Pau Gasol Global Mailbox


----------



## KokoTheMonkey (Aug 4, 2003)

*Re: Vote Now, Vote Pau!*

Elton Brand, Dirk Nowitzki, Kevin Garnett, Shawn Marion...it's going to be tough to make it for Pau. Brand and Dirk are locks as the forwards, so that leaves Garnett, Marion, Gasol, and Anthony all battling for those two "Utility" positions. 

I'm not sure why Stein is not giving Brand all that much props.


----------



## GNG (Aug 17, 2002)

*Re: Vote Now, Vote Pau!*



KokoTheMonkey said:


> Elton Brand, Dirk Nowitzki, Kevin Garnett, Shawn Marion...it's going to be tough to make it for Pau. Brand and Dirk are locks as the forwards, so that leaves Garnett, Marion, Gasol, and Anthony all battling for those two "Utility" positions.
> 
> I'm not sure why Stein is not giving Brand all that much props.


Pau's most likely to get in at center. He deserves it more than Garnett and at least as much as Anthony and Marion though. NBA fans also want to see Gasol more than they want to see Carmelo or Marion, too. And Brand and Dirk, for that matter.

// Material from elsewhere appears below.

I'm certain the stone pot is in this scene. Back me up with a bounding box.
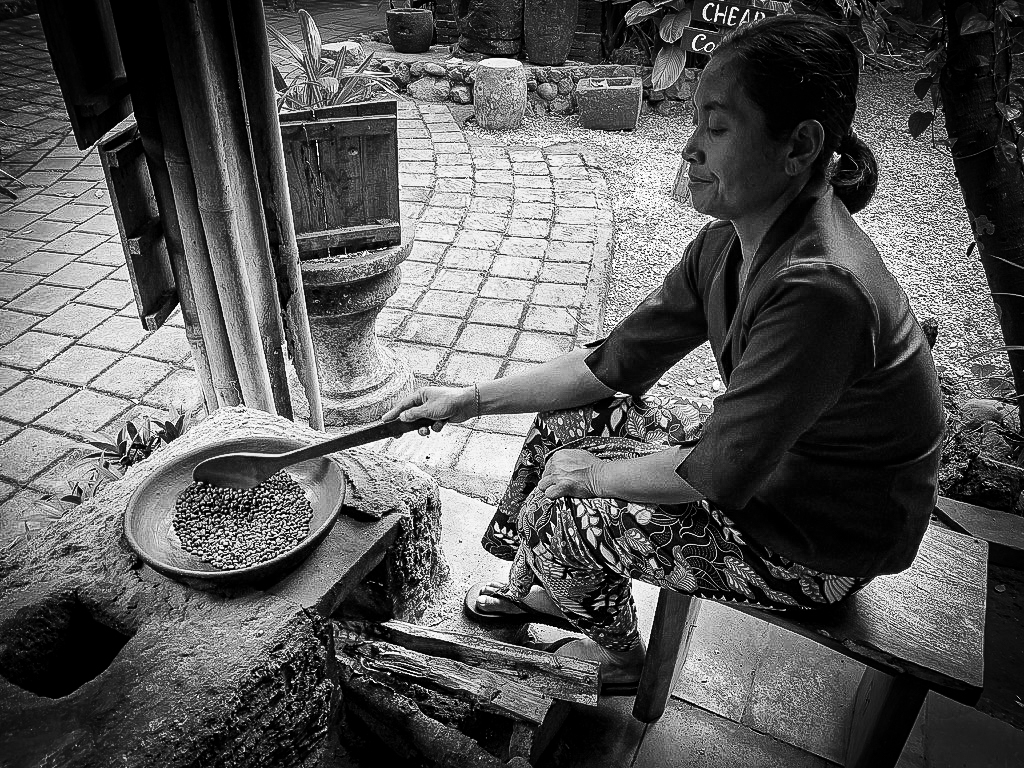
[522,0,580,67]
[385,8,434,53]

I'm expecting seniority and politics to come into play, but with as many writers and pundits putting Pau at center on their predictions, I think the coaches will do the same.


----------



## GNG (Aug 17, 2002)

*Re: Pau Gasol All-Star thread*

Greg Anthony says Pau should be an All-Star



> *7. Should the Grizzlies finally have their first All-Star?*
> 
> Yes. Pau Gasol is an All-Star in my book.





> *10. All right, who are your All-Star reserves?*
> 
> For the West, I have Paul, *Gasol*, Anthony, Dirk Nowitzki, Tony Parker, Shawn Marion and Elton Brand. Most of these were easy calls. The close call for me was Paul over Ray Allen and Baron Davis.
> 
> In the East, I have Arenas, Vince Carter and Paul Pierce, who is not on a winning team but is having such a monster year that he has to be on the team. To replace the injured Jermaine O'Neal, I'd pick Redd. And I have four Pistons -- Chauncey Billups, Richard Hamilton, Rasheed Wallace and Ben Wallace.


Interestingly, Greg leaves KG off his list.


----------



## bbasok (Oct 30, 2005)

*Re: Pau Gasol All-Star thread*



Rawse said:


> Greg Anthony says Pau should be an All-Star
> 
> 
> 
> ...


nice


----------



## GNG (Aug 17, 2002)

*Re: Pau Gasol All-Star Thread*

Pau Gasol is an All-Star!

According to affiliate



> A star is born!
> Posted: 2/8/2006 6:38:09 PM
> 
> For the first time in franchise history the Grizzlies will have a representative in the NBA All-Star game. Eyewitness Sports has learned Pau Gasol will be a reserve center for the western conference during All-Star Weekend. The Grizzlies fifth year player is averaging 19.6 points, 9.2 rebounds, and 4.3 rebounds thru 47 games this season.
> ...


:clap: :clap: :clap: :clap: :clap: :clap: :clap: :clap: :clap: :clap: :clap: :clap: :clap: :clap:


----------



## PaCeRhOLiC (May 22, 2005)

*Re: Pau Gasol All-Star Thread*



Rawse said:


> Pau Gasol is an All-Star!



About time he gets the recognition he deservers...

Great job P.G....

Congrats to him, and I look forward to seeing him play.... :cheers: :cheers: :cheers: ....




*Go PaCeRs!!!*


----------



## Amareca (Oct 21, 2002)

How does Gasol deserve it at least as much as Marion considering he has worse stats on a worse team. And those are not small differences really..


----------



## GNG (Aug 17, 2002)

Amareca said:


> How does Gasol deserve it at least as much as Marion considering he has worse stats on a worse team. And those are not small differences really..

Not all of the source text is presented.